Alexander Creswell is one of Britain’s most successful living representational artists. He has emerged from the great tradition of watercolorists, and has doggedly pursued the time-honored values of integrity, artistry, and painterly quality now often eschewed by the modern art establishment. Despite his reverence to the past, the result is not old fashioned or retardataire. Creswell’s technique is a rare combination of traditional values and a fresh contemporary approach to the application—and in some cases removal—of color. By layering his pigments and then literally scratching deeply into the paper, Creswell daringly “sculpts” his compositions, thus enhancing the magical quality of the light and giving each view the spontaneous feeling of a fleeting moment.

Moving away from the traditional “easel” painting to monumentally scaled works on paper has been Creswell’s main focus and challenge during the past few years. The greatest change in Creswell’s technical accomplishments over the years has been facilitated by the recent availability of rolls of watercolor paper 60 inches wide by 120 feet long, enabling him to custom-size works to fit his subjects. (The largest sheet of commercially available watercolor paper prior to 2006 was 30 x 22 inches).) Due to the nature of these larger works of art, he has developed an entirely new working process, assisted, in part, by a custom hydraulic easel and a self-designed palette fashioned from an autopsy table. Creswell has never previously exhibited works of this scale in public, as most have been private commissions.

In 2014, after a conversation with a collector who lamented his lack of wall space as a hindrance to enlarging his collection, Creswell achieved a first—both in watercolor and for contemporary art.  He created a monumental ceiling painting in watercolor. A view through an imaginary roof to an infinite sky, this work relies less on his previous representational execution of architecture and space than on invention and adaptation.

Perhaps best known internationally for his watercolors of Windsor Castle, a series commissioned by The Royal Collection, Creswell has been long associated with the Royal Family and HRH The Prince of Wales and has traveled, on several occasions, with HRH The Prince of Wales as his official artist. Indeed much of Creswell’s previous work has been in the milieu of “artist-traveler,” the role explored by watercolorists for over 250 years, which includes the great names of J. M. W. Turner, David Roberts, Edward Lear, and John Singer Sargent—all of whom have influenced Creswell in some capacity.

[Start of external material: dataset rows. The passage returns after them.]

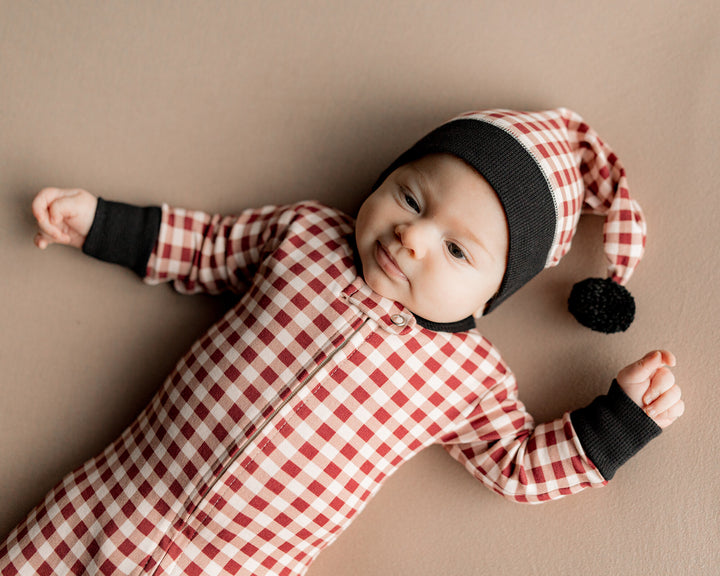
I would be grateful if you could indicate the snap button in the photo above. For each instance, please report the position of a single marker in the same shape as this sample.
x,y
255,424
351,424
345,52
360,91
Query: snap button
x,y
398,320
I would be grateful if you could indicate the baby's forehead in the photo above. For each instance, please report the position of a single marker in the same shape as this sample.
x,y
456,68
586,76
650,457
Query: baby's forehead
x,y
451,179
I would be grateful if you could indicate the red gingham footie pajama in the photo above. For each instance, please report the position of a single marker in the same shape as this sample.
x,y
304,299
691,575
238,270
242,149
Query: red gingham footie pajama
x,y
284,419
287,416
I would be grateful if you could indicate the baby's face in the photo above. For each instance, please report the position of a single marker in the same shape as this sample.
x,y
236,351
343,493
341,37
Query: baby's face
x,y
434,238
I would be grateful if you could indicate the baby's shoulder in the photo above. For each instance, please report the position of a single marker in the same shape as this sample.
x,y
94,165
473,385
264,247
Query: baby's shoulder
x,y
320,217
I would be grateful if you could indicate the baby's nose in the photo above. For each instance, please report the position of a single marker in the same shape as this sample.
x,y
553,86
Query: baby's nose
x,y
413,237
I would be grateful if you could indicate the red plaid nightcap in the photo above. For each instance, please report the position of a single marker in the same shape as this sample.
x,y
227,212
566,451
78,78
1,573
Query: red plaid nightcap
x,y
547,168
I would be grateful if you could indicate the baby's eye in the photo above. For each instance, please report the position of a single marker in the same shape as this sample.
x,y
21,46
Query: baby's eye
x,y
411,202
456,251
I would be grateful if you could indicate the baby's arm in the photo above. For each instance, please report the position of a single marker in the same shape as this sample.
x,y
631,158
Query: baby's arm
x,y
500,444
63,216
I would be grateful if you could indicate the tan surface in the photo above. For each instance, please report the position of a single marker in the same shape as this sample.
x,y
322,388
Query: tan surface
x,y
243,103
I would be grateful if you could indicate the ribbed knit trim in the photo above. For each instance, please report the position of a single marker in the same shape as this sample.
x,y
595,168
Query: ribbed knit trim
x,y
516,178
612,429
458,326
123,234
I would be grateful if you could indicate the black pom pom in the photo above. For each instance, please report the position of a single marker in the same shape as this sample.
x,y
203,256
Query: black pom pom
x,y
602,305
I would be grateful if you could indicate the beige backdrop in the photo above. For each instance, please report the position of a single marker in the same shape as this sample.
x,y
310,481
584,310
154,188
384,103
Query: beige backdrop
x,y
219,105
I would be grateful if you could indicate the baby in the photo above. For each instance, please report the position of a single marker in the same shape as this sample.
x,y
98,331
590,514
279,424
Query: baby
x,y
352,347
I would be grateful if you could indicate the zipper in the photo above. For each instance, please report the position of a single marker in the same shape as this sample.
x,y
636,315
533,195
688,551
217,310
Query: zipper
x,y
260,429
272,416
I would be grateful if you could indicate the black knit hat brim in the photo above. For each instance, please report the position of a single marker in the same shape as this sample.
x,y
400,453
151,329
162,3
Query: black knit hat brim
x,y
517,179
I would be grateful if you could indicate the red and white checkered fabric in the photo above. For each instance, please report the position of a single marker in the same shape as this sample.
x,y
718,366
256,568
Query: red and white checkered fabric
x,y
285,418
585,176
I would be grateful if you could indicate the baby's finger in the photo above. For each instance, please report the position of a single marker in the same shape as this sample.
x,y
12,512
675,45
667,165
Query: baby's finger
x,y
42,241
42,201
664,402
641,370
660,383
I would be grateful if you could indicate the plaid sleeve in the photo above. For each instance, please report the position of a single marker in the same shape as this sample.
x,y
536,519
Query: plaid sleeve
x,y
501,446
200,252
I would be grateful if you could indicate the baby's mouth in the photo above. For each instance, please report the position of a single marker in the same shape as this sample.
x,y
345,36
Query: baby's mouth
x,y
388,263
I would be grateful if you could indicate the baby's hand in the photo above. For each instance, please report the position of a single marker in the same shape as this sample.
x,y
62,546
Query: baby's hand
x,y
64,216
651,385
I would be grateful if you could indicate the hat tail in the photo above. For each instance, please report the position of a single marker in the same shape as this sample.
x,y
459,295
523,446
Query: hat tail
x,y
607,194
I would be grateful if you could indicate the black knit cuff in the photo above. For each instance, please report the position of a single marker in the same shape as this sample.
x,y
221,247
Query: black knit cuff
x,y
612,429
123,234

Although watercolor has often been considered an inferior medium when compared to oil painting, Creswell's works  break the boundaries of convention and enter a new world of watercolor painting as installation.  “A huge watercolor in a small room is a theatrical experience, a virtual reality far from the confines of mere topographical representation,” explains Creswell. This is what drives him to pursue larger and larger works, depicting and exploring architecture on a new scale. Views seen from a distance are now comprised of scenic vignettes rather than mere touches of paint, and glimpses through arches and across piazzas become smaller worlds unto themselves.

Creswell’s work has been internationally lauded, and acquired by institutions and public collections including The Parliamentary Art Collection, London (6 works); Westminster Abbey, London (21 works); The Library of Congress, Washington, D.C. (6 works); The Frick Collection, New York (2 works); The Forbes Collection, New York (9 works), and others. The Royal Collection, HM Queen Elizabeth owns 27 works by Creswell, and HRH The Prince of Wales owns 7 works by him.

In addition to five solo exhibitions with Hirschl & Adler, New York since 2000, Creswell has had solo exhibitions in London at Windsor Castle; The Portland Gallery, John Martin, and Spink-Leger/Spink & Son, and others.  He has participated in public exhibitions at The Queen’s Gallery, Buckingham Palace, London; The Holburne Museum of Art, Bath; The Forbes Collection, New York; The Arnot Art Museum, Elmira, New York, and others.

Creswell has also received numerous notable commissions: The Royal Family, the Marriage of HRH the Duke and Duchess of Cambridge; The Royal Family, the Diamond Jubilee; Duchess of Northumberland, Alnwick Castle Gardens Project; HM The Queen, Lying in State of HM The Queen Mother; House of Lords, Lying in State of HM The Queen Mother; The Royal Collection, Windsor Castle (after the fire of 1992 and again once restored); Coutts Bank, 100th Birthday Gift to HM The Queen Mother; The Prince of Wales’s Institute of Architecture; Duchy of Cornwall; The Parliamentary Art Collection, Westminster; English Heritage; HSBC Bank Middle East; Royal Bank of Scotland; The British School at Rome; The London Capital Club; the British Broadcasting Corporation; Ineos Group; among numerous others including several for stately homes in the UK, several for a 99-metre superyacht, one for a private plane, and numerous works for American private collections.